Tecnologia no processo
Autor da primeira ressecção hepática robótica, realizada em 2003, Fong apresentou exemplos da utilização da tecnologia em procedimentos menos invasivos. Segundo os dados apresentados, algumas cirurgias já permitem que os pacientes recebam alta no mesmo dia ou no dia seguinte.
A telecirurgia também foi abordada na conferência. Em um experimento conduzido pela equipe de Fong, um pequeno robô enviado à Estação Espacial Internacional foi operado remotamente a partir da Terra. A experiência é apontada como possibilidade para o suporte especializado e a realização de procedimentos a distância em locais com menor acesso a especialistas.
Vírus contra tumores
Fong também apresentou pesquisas com vírus oncolíticos, que são geneticamente modificados para atacar células tumorais. O especialista trabalha nessa área há cerca de 25 anos e participou do desenvolvimento do CF33, atualmente avaliado em ensaios clínicos realizados em dez centros no mundo. “A cirurgia continua sendo central para a cura do câncer e vai continuar sendo. Mas não basta curar: é preciso tornar o tratamento menos invasivo e disponível para todos”, afirmou o chefe do Departamento de Cirurgia do City of Hope.

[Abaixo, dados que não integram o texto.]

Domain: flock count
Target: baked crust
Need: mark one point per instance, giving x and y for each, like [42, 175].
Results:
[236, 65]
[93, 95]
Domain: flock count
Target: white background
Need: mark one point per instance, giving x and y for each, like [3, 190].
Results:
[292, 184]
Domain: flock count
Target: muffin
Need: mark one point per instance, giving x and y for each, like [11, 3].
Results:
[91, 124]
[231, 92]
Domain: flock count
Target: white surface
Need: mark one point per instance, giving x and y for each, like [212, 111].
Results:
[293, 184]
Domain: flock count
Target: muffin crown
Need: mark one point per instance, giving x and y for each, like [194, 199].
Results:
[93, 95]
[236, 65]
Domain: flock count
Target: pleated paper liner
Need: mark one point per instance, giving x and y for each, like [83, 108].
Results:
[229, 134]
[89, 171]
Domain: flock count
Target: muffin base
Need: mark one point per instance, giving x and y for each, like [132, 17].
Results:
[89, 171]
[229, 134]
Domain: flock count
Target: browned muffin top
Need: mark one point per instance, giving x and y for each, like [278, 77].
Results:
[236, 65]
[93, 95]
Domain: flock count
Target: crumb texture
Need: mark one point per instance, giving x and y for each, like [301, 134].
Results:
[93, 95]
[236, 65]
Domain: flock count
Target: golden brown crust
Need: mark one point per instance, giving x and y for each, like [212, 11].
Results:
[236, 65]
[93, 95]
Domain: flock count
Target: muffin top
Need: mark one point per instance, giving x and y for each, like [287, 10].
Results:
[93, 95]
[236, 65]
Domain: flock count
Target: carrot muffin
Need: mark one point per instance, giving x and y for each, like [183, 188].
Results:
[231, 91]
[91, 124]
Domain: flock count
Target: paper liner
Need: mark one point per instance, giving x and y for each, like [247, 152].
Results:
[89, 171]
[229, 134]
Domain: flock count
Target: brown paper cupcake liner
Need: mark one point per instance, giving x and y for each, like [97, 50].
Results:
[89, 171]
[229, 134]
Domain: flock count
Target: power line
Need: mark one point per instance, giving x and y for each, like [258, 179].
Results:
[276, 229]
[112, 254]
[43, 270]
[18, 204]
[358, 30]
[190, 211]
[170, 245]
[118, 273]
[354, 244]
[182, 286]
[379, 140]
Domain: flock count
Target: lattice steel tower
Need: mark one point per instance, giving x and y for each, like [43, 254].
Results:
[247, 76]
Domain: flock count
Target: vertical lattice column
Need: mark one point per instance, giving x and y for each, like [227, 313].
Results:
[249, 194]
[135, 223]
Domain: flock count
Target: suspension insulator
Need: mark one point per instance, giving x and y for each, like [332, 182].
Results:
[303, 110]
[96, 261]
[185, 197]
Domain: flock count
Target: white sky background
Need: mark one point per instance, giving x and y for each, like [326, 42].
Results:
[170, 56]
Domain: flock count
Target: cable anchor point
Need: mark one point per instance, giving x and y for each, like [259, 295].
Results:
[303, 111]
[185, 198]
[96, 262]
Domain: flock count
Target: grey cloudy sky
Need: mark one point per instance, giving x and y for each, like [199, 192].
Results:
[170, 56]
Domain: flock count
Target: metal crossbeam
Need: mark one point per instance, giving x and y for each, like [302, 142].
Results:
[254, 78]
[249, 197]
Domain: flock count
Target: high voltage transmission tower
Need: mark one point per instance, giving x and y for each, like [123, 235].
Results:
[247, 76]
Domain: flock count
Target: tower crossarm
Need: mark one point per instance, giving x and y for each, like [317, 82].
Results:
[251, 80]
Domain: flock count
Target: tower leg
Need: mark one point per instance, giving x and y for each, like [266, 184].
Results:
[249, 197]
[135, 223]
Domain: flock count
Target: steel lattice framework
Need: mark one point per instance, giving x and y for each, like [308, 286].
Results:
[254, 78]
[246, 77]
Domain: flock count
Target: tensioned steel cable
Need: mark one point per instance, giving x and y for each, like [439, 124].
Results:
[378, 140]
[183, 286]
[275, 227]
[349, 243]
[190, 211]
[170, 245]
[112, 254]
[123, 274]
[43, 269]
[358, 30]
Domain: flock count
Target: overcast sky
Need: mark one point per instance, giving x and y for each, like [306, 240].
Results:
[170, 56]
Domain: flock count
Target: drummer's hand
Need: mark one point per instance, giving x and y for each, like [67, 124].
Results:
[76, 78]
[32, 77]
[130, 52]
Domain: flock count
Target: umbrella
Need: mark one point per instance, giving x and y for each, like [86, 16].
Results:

Núcleo de Cirurgia Oncológica
A concentração de experiência e o volume de procedimentos também foram abordados durante o Grand Round. Fong apresentou dados de um estudo realizado nos Estados Unidos sobre cirurgias pancreáticas. Segundo os resultados, centros de alto volume registraram mortalidade operatória de 2%, enquanto os demais serviços tiveram índice de 8%. A diferença também foi observada na sobrevida dos pacientes no longo prazo.
O princípio de concentração de experiência integra a proposta do Núcleo de Cirurgia Oncológica do Hospital Moinhos de Vento, apresentado pelo superintendente médico da instituição, Dr. Luiz Antônio Nasi, e coordenado pelo coordenador do Núcleo, Dr. Vinicius Grando Gava.
A estrutura reúne 13 cirurgiões especializados no tratamento de tumores do aparelho digestivo, sarcomas, melanoma, neoplasias peritoneais e tumores raros. O Núcleo dispõe de cirurgia robótica Da Vinci Xi, terapias regionais como Hipec, protocolos Eras e discussão multidisciplinar de casos complexos.
A proposta é integrar a jornada do paciente em uma estrutura que reúne diagnóstico, cirurgia, tratamento clínico, radioterapia e reabilitação. “O núcleo dá identidade e método a um trabalho que já existia: concentrar volume, padronizar protocolos e medir nossos desfechos. É assim que se constrói um centro de referência”, destacou o coordenador do núcleo.
Pesquisa em vacinas
O superintendente do Hospital Moinhos de Vento, Dr. Luiz Antônio Nasi, também apresentou a frente de pesquisa em vacinas contra o câncer que está sendo estruturada pela instituição em parceria com a Universidade de Oxford, o A.C.Camargo Cancer Center, a Fiocruz e o Ministério da Saúde. “O Hospital Moinhos de Vento participa dessa iniciativa como uma instituição que também produz conhecimento e pesquisa, e não apenas aplica aquilo que é desenvolvido por outros centros”, afirmou o superintendente.